Analyst Ratings January 23, 2026

Benchmark Maintains Buy Rating on CSX Amid Focus on Efficiency Gains

Analysts weigh mixed Q4 results with optimistic guidance as CSX targets operational improvements

By Derek Hwang CSX
Benchmark Maintains Buy Rating on CSX Amid Focus on Efficiency Gains
CSX

Benchmark reaffirmed its Buy rating and a $40 price target for CSX following the railroad company’s fourth-quarter earnings release. Despite missing earnings estimates and ongoing challenges in revenue growth, the company’s management projects modest revenue increases and improved operating efficiency in 2026, underpinned by substantial cost-saving initiatives.

Key Points

  • Benchmark reaffirms Buy rating on CSX with a $40 price target, signaling 12% upside potential from current prices.
  • CSX posted fourth-quarter EPS of $0.39, below consensus, with $50 million in severance and tech-related expenses affecting results.
  • Management projects low-single digit revenue growth for 2026, supported by modest volume gains and stable macroeconomic conditions.
  • CSX aims to improve its operating ratio by 200-300 basis points through efficiency initiatives, workforce optimization, and expense discipline, targeting substantial free cash flow growth aided by reduced capital expenditures.

Benchmark has reiterated its Buy rating on CSX (NASDAQ:CSX), maintaining a price target of $40, which indicates an upside of roughly 12% from the current trading level of $35.78. This valuation aligns with consensus estimates among analysts, who foresee potential growth in the stock's price based on recent data.

CSX’s fourth-quarter earnings per share came in at $0.39, slightly underperforming both Benchmark's forecast and market consensus, which stood at $0.41. The reported results included $50 million in expenses related to severance and technology rationalization, equivalent to $0.02 per share. Data indicates that 19 analysts have revised their earnings expectations downwards for the forthcoming period, and CSX's current price-to-earnings ratio of 23.38 is considered high relative to its industry peers.

Looking forward to 2026, CSX’s management has issued initial guidance anticipating low-single digit revenue growth, primarily propelled by modest increases in shipment volumes. The outlook factors in expectations of stable industrial output, moderate expansion of the gross domestic product, and constant prices for fuel and benchmark coal. This forecast comes on the back of a 3.8% revenue decrease over the past year, with CSX presently holding a market capitalization near $66.6 billion.

The company plans to enhance its operating ratio by 200 to 300 basis points year-over-year through concerted efforts on efficiency improvements, workforce optimization, and stringent expense control. Crucially, management highlighted that about $150 million of unusual charges reported in 2025 are not expected to recur in 2026. Efficiency measures are especially significant given that CSX’s current ratio stands at 0.85, signaling short-term liabilities surpassing liquid asset levels.

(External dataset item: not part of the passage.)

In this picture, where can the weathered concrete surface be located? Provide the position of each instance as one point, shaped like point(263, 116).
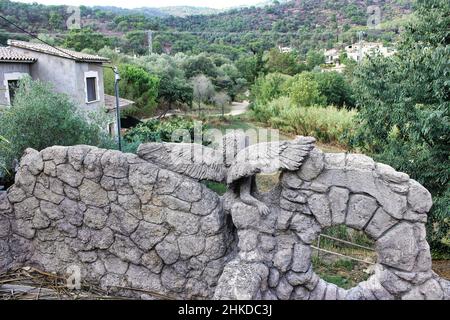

CSX is targeting at least a 50% increase in free cash flow, facilitated by an approximate $0.5 billion reduction in capital expenditures, aiming to bring investments below $2.4 billion in the coming year. The company has identified over 100 initiatives aimed at cost savings across various operations and continues to explore further avenues for financial optimization. Despite facing fiscal headwinds, CSX maintains a robust dividend payment history, having increased its dividend annually for 21 straight years and paid dividends uninterrupted for 45 years.

Recent quarterly financial results revealed that CSX’s EPS of $0.42 exceeded the forecasted $0.41, while revenue missed expectations, totaling $3.51 billion against a projected $3.55 billion. Analysts have shown varied reactions: RBC Capital adjusted its price target downward to $39.00, describing the earnings results as largely in line after accounting for discrete costs and tax effects; Evercore ISI lowered its price target to $40.00, citing EPS shortfalls; conversely, Raymond James lifted its price target to $41.00, expressing confidence in the company's operational initiatives under the ONECSX program aimed at improving efficiency.

These differing analyst assessments underscore a spectrum of views on CSX’s recent financial performance and the effectiveness of its strategic initiatives moving forward.

Risks

  • Earnings per share have been revised downward by multiple analysts, indicating uncertainty in near-term profitability.
  • Current ratio of 0.85 suggests CSX’s short-term liabilities exceed liquid assets, pointing to liquidity challenges.
  • Revenue has declined 3.8% over the past year, and short-term growth projections remain modest, reflecting exposure to economic and industrial production fluctuations.